Help! What's (gramatically) wrong with this sentence?

I’m editing a paper that I will turn in this afternoon. Something seems wrong with the following sentence, but for the life of me I can’t figure out what…can our resident grammarians please tell me what it is.

The bolded portion is where it reads wrong to me. I just can’t figure why. I think I’m switching tenses - any suggestions on how to fix it?
Thanks

Change it to “high standards in privacy”, maybe?

it’s not in bold, but ‘those’ is unnessecary, and kinda helps the flow of the sentance I think.

“high standards of privacy” perhaps?

I don’t see a grammatical error.

It does look funny, bit I think it’s technically correct.

Not a grammatical error, but the reason it sounds wrong is that the descriptive phrase “to have high privacy standards” is too far away from what it really is intended to describe: the sites.

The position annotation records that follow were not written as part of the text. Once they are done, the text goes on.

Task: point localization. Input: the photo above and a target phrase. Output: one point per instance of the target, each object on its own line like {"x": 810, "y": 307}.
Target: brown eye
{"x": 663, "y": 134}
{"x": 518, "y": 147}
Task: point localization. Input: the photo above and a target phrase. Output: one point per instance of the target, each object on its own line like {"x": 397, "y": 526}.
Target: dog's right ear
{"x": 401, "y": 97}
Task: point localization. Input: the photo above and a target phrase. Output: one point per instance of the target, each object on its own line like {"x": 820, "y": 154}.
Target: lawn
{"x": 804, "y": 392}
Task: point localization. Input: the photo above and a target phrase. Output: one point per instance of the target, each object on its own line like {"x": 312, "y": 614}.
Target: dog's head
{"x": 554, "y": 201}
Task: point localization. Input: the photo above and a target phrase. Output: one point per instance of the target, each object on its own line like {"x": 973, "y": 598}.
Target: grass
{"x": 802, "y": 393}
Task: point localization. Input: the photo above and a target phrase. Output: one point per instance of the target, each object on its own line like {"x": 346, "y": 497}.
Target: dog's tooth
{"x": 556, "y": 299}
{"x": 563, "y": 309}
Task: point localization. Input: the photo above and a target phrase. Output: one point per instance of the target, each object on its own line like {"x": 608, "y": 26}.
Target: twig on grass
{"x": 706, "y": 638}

I’d reconstruct the sentence to be something along these lines:

“These programs can assist consumers in locating sites
that have high privacy standards, as evaluated by organizations like the BBB.”

Thanks y’all.
I knew the Dopers could help!

There’s nothing wrong with the sentence, and I can’t figure out why you think the problem has anything to do with tense. The implicit embedded sentences within the sentence are “Organizations such as the BBB have evaluated those sites” and “Organizations such as the BBB consider those sites to have high security standards,” and there’s no problem with tense there. If the problem is that you think the sentence is too complicated, break it up, perhaps by rewriting it as “These programs can assist consumers in locating those sites that have been evaluated by organizations such as the BBB and which have been certified as having high privacy standards.”

hen in doubt, recast the entire sentence, such as:

“Borrowing on the research of the BBB and similar consumer organizations, these programs help the public locate sites that comply with established privacy standards.”

What MLS said.

I think the reader has just accepted ‘the BBB’ as the current subject of the sentence (because they evaluate and consider) when suddenly it switches back to ‘those sites’ as the subject.

Alternatively, how about:

‘These programs can assist consumers in locating those sites that organizations like the BBB have evaluated as having high privacy standards.’

Oops, I meant that one of the embedded sentences was “Organizations such as the BBB consider those sites to have high privacy standards.”

Because I always manage to screw up my tenses somehow - whether in English or in other languages, so now it’s one of those things that I assume I’ve screwed up somewhere. :o

I agree with Celyn re:“high standards of privacy” because it’s the standards that are high, not the privacy. In the original phrase the mind stutters trying to decode what high privacy is.

The tenses were a little confusing

“These programs can assist consumers in locating those sites that organizations such as the BBB have evaluated and* consider* to have high privacy standards.”

“Have evaluated” is in a past tense, “consider” is the present tense. MLS’ rewrite , above, cures the problem.

While “have evaluated” refers to something previously done, it is in the present perfect tense and is compatible with the simple present tense.